TURNER: One of my best friends, Holland Taylor.
SMITH: Right. And she wrote and performed Ann, the story of Ann Richards. And so there's something of a little trend here to Texas women, strong Texas women.
TURNER: Well, it seems so. I know. I didn't know she was doing that and she didn't know I was working on Molly. It just sort of happened at the same time.
Earlier, Smith asked for an assessment on the state of liberalism:
SMITH: I wonder, you both are active in what can broadly be called the progressive movement. What do you think of the state of that movement right now in American politics? We're obviously in an election year. Kathleen Turner?
TURNER: All right. I'll go first. I think in many ways it is as solid as it ever has been. One of the problems with being more liberal, more progressive is we don't organize as well. We're not as rigid as say a tea party group that tells its group, its people what it will think and what it will do. We don't react very well to that sort of thing, so it makes us seem a little less organized, but our hearts are true.
SMITH: And so message discipline is not the strength of the movement, Norman Lear?

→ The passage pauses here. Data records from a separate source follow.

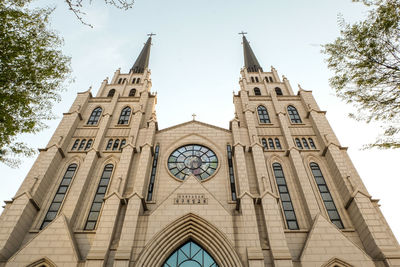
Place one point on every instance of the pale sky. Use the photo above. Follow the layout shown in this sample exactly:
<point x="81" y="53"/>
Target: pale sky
<point x="195" y="61"/>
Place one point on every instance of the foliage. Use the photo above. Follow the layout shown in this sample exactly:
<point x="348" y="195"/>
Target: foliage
<point x="76" y="7"/>
<point x="32" y="72"/>
<point x="366" y="64"/>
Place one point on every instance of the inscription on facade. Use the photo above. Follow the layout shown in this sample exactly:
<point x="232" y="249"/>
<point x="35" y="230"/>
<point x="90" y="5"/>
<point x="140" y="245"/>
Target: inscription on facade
<point x="190" y="199"/>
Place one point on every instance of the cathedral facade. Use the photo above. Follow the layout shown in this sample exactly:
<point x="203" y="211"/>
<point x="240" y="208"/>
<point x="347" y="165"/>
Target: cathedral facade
<point x="275" y="189"/>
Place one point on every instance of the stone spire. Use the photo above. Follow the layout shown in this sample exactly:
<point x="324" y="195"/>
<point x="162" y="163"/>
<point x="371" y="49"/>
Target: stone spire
<point x="250" y="60"/>
<point x="142" y="62"/>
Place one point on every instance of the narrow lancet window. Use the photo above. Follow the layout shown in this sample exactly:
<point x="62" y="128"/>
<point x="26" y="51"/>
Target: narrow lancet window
<point x="278" y="91"/>
<point x="285" y="197"/>
<point x="278" y="143"/>
<point x="271" y="143"/>
<point x="116" y="144"/>
<point x="109" y="144"/>
<point x="263" y="114"/>
<point x="298" y="143"/>
<point x="95" y="116"/>
<point x="265" y="144"/>
<point x="124" y="117"/>
<point x="89" y="144"/>
<point x="153" y="174"/>
<point x="132" y="92"/>
<point x="60" y="194"/>
<point x="98" y="197"/>
<point x="75" y="144"/>
<point x="111" y="93"/>
<point x="326" y="195"/>
<point x="231" y="173"/>
<point x="312" y="144"/>
<point x="294" y="115"/>
<point x="305" y="143"/>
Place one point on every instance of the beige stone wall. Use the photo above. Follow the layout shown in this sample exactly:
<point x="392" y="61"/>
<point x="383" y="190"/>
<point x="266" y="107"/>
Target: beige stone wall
<point x="251" y="231"/>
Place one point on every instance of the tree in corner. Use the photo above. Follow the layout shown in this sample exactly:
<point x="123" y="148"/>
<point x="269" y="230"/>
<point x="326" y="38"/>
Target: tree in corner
<point x="32" y="72"/>
<point x="366" y="62"/>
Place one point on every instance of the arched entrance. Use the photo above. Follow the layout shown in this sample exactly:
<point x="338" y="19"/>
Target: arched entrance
<point x="190" y="254"/>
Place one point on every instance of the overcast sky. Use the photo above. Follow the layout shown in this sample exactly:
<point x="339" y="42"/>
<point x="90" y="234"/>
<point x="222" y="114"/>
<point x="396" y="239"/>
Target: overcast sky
<point x="195" y="62"/>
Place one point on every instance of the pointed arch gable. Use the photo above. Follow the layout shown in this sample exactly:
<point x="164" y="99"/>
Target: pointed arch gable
<point x="189" y="227"/>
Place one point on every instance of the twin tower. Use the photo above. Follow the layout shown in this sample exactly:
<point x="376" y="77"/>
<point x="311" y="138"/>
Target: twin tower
<point x="275" y="189"/>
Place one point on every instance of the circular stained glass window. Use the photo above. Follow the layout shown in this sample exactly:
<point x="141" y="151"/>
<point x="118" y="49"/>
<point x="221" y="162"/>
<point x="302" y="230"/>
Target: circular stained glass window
<point x="192" y="159"/>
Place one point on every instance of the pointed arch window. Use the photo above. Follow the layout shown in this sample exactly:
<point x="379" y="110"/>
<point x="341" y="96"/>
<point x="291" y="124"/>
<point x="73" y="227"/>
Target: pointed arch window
<point x="111" y="93"/>
<point x="326" y="195"/>
<point x="298" y="143"/>
<point x="82" y="145"/>
<point x="312" y="144"/>
<point x="123" y="142"/>
<point x="75" y="145"/>
<point x="60" y="194"/>
<point x="264" y="142"/>
<point x="89" y="144"/>
<point x="278" y="91"/>
<point x="286" y="201"/>
<point x="294" y="115"/>
<point x="98" y="198"/>
<point x="278" y="143"/>
<point x="153" y="174"/>
<point x="305" y="143"/>
<point x="124" y="117"/>
<point x="109" y="144"/>
<point x="271" y="143"/>
<point x="95" y="116"/>
<point x="132" y="92"/>
<point x="263" y="114"/>
<point x="190" y="254"/>
<point x="116" y="144"/>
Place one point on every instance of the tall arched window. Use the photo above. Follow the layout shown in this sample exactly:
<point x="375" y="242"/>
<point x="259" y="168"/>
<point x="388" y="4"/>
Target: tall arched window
<point x="111" y="93"/>
<point x="264" y="141"/>
<point x="312" y="144"/>
<point x="123" y="142"/>
<point x="190" y="254"/>
<point x="271" y="143"/>
<point x="257" y="91"/>
<point x="132" y="92"/>
<point x="89" y="144"/>
<point x="298" y="143"/>
<point x="75" y="145"/>
<point x="278" y="91"/>
<point x="95" y="116"/>
<point x="263" y="114"/>
<point x="294" y="115"/>
<point x="278" y="143"/>
<point x="285" y="197"/>
<point x="116" y="144"/>
<point x="60" y="194"/>
<point x="109" y="144"/>
<point x="124" y="117"/>
<point x="305" y="143"/>
<point x="82" y="145"/>
<point x="326" y="195"/>
<point x="98" y="197"/>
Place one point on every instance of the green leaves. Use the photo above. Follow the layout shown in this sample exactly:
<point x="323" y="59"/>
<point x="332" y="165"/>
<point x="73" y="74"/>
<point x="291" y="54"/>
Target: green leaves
<point x="32" y="72"/>
<point x="366" y="64"/>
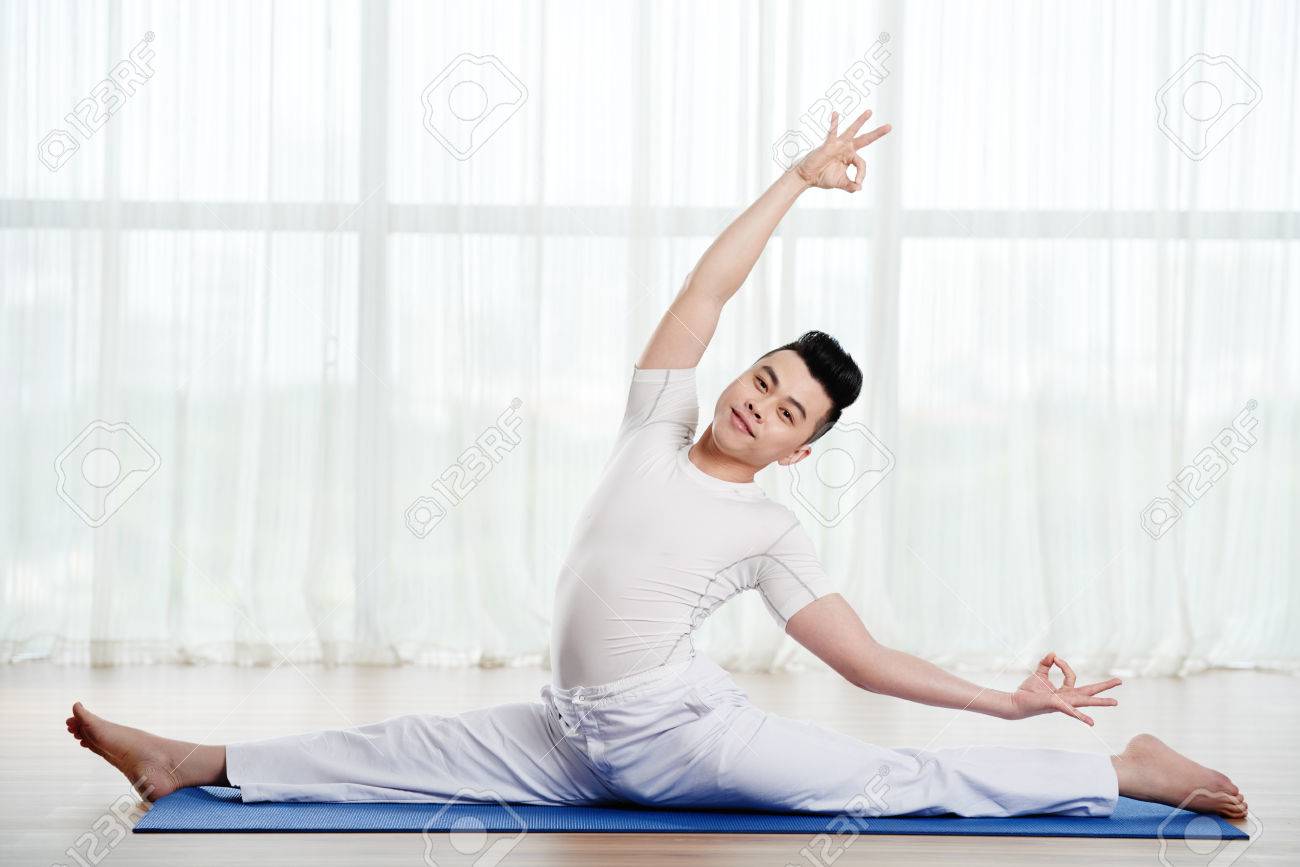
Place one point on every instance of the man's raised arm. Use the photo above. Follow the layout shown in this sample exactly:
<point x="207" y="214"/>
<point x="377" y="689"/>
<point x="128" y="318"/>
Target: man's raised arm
<point x="833" y="632"/>
<point x="688" y="326"/>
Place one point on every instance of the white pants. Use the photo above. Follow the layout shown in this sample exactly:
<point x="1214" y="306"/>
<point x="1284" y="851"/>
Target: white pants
<point x="683" y="736"/>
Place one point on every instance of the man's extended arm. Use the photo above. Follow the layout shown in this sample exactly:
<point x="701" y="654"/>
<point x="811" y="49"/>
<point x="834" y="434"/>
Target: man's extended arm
<point x="689" y="324"/>
<point x="836" y="634"/>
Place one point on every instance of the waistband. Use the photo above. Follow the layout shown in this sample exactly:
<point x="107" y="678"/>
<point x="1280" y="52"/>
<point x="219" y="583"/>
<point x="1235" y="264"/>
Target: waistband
<point x="640" y="685"/>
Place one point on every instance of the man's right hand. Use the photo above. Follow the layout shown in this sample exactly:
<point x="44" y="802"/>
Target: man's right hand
<point x="828" y="165"/>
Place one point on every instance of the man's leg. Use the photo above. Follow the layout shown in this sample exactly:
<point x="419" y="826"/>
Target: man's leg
<point x="740" y="755"/>
<point x="508" y="751"/>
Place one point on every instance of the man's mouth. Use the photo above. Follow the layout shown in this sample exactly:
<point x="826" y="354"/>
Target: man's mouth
<point x="741" y="424"/>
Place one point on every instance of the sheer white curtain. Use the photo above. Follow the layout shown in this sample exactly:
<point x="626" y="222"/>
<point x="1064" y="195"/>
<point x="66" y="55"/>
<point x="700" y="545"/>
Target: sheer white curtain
<point x="308" y="311"/>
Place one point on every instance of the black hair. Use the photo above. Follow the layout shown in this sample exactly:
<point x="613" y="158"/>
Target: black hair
<point x="833" y="368"/>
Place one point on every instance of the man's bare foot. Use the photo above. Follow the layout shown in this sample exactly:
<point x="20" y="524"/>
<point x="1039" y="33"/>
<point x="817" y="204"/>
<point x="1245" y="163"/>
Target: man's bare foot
<point x="155" y="766"/>
<point x="1149" y="770"/>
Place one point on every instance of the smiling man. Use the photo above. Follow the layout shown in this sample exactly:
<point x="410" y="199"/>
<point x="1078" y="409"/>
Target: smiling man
<point x="675" y="528"/>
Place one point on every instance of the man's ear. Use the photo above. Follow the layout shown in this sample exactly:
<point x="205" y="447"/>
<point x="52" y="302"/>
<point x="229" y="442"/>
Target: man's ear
<point x="794" y="456"/>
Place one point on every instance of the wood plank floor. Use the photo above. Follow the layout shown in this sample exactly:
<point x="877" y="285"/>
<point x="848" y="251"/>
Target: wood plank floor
<point x="1242" y="723"/>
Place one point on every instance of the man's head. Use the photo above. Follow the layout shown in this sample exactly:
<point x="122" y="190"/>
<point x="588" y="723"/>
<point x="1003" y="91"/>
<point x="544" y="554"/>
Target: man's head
<point x="785" y="401"/>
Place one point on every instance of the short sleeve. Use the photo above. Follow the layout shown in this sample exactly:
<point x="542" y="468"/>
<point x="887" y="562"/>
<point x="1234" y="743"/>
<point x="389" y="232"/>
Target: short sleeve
<point x="789" y="575"/>
<point x="662" y="402"/>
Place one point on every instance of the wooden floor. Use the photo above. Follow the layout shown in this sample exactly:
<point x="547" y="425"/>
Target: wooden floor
<point x="1242" y="723"/>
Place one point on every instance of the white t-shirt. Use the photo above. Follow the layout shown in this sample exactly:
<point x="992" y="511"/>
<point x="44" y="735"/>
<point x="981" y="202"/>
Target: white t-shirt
<point x="661" y="545"/>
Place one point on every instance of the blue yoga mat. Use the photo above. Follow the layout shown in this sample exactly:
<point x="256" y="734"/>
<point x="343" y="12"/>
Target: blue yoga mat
<point x="213" y="809"/>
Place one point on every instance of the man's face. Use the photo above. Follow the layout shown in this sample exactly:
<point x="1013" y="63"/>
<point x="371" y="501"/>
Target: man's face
<point x="770" y="411"/>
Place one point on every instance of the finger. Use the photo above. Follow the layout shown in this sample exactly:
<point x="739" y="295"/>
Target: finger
<point x="867" y="138"/>
<point x="1065" y="709"/>
<point x="1044" y="670"/>
<point x="1100" y="686"/>
<point x="1069" y="672"/>
<point x="859" y="169"/>
<point x="857" y="124"/>
<point x="835" y="126"/>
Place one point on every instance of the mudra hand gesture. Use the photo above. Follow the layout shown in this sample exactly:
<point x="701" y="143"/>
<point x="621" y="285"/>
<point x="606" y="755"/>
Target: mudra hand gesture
<point x="827" y="167"/>
<point x="1039" y="696"/>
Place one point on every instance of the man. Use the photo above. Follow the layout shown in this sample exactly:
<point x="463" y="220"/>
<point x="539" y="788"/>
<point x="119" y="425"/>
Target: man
<point x="675" y="528"/>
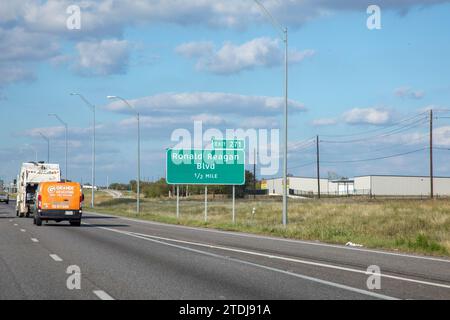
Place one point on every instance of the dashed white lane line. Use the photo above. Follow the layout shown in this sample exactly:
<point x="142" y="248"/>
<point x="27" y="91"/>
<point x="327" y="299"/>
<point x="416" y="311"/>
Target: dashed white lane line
<point x="324" y="282"/>
<point x="102" y="295"/>
<point x="55" y="257"/>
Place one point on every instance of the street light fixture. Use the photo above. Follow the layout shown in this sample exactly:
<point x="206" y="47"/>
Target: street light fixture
<point x="35" y="151"/>
<point x="48" y="145"/>
<point x="92" y="107"/>
<point x="283" y="33"/>
<point x="139" y="148"/>
<point x="66" y="137"/>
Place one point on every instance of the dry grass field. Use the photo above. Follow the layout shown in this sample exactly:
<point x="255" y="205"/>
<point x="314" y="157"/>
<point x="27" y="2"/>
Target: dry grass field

LEAR: I would say the movement is in certain regards quite timid. Years ago we ceded the best conversation going. What's it all about, Alfie? We ceded God, we ceded values, we ceded moral values, we ceded family values, we ceded all of that stuff to the right as if it doesn't belong to us also. Not belongs to us, but belongs to us also. And we have for too long ignored that best conversation going. And they own it.
Lear also protested that "the man who Governor Romney has chosen to advise him on judicial appointments is Robert Bork who has said of the Civil Rights Act that it was unsurpassed ugliness and has said of the First Amendment that it does not protect music, art." Turner added: "Or literature." Again, all Smith could add was more liberalism: "And the government of course has been, has been, what's the right word, chary in its support of the arts. And I think that is only more prevalent now in this Congress."
Older conservatives will easily recall that Lear’s People For The American Way was instrumental in ripping apart the Robert Bork nomination to the Supreme Court in 1987, including a vicious TV ad with Gregory Peck -- unheard of before in a Supreme Court nomination.